5. Many acquirers actually hurt their chances for success by not spending as much time on planning for the post-closing integration as on negotiating price and terms. Critical time and cost is involved in each of the following areas:
- Resolving differences in personnel practices especially compensation, titles and reporting relationships.
- Who, How and When will you contact Key accounts; all accounts?
- Who will lead the merging of all financial and operating data processing Systems?
6. Prior to the closing it is often important to initiate fulfilment of certain important requirements – particularly if the transaction is being structured as a purchase of assets. Will new non-competition /non-solicitation covenants be required? Will new contracts with markets be required? If several staff are to be terminated, who and when will this be accomplished?
Carefully consider the Terms of your deal not just the Price.
Strangely, many buyers and sellers are unaware of the significant differences among Value, Price and Terms. Understanding the differences can have a substantial effect on how the negotiations proceed, how the parties assess “fairness” and the ultimate benefits to all concerned.
7. Both the Acquirer and the Seller will have their opinion as to “Value.” To be successful in “selling” his opinion, it is important that an acquirer be able to support it based on an assessment of the seller’s financial and operating results. The more carefully this opinion has been developed the more respectful will be the seller’s response.
8. A fair price isn’t fair if the TERMS don’t fit the Buyer and the Seller.
Not only must the terms be fair there must be structures and covenants in place to provide assurance that all parties are required to comply. While many Covenants will be standard each transaction has its own nuances. It is critical that the covenants be specific to the issues of the transaction
The selection of experienced counsel – tax, legal and insurance is frequently critical to the success of a transaction.
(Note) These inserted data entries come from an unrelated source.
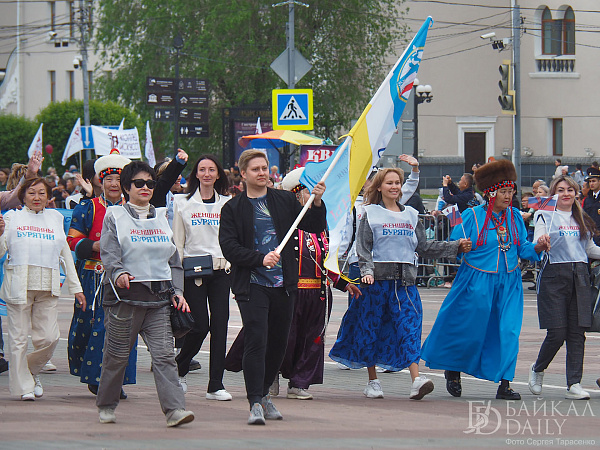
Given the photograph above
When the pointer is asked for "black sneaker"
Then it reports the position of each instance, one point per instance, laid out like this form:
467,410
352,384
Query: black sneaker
3,365
195,365
453,384
506,393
9. Too often what appears be a fair price turns out to be a disappointment because of the tax structure of the transaction. Similarly, a well-conceived, contingent pricing structure can turn into a nightmare because counsel didn’t know the differences among revenues and commissions; base commissions and contingent commissions; P&C commissions compared to life insurance commissions.
10. Make it an important occasion.
The employees of both your agency and the acquired agency will have a wealth of questions and personal concerns. Be prepared. Don’t wait to meet with employees (yours and theirs); Key accounts; and, key markets.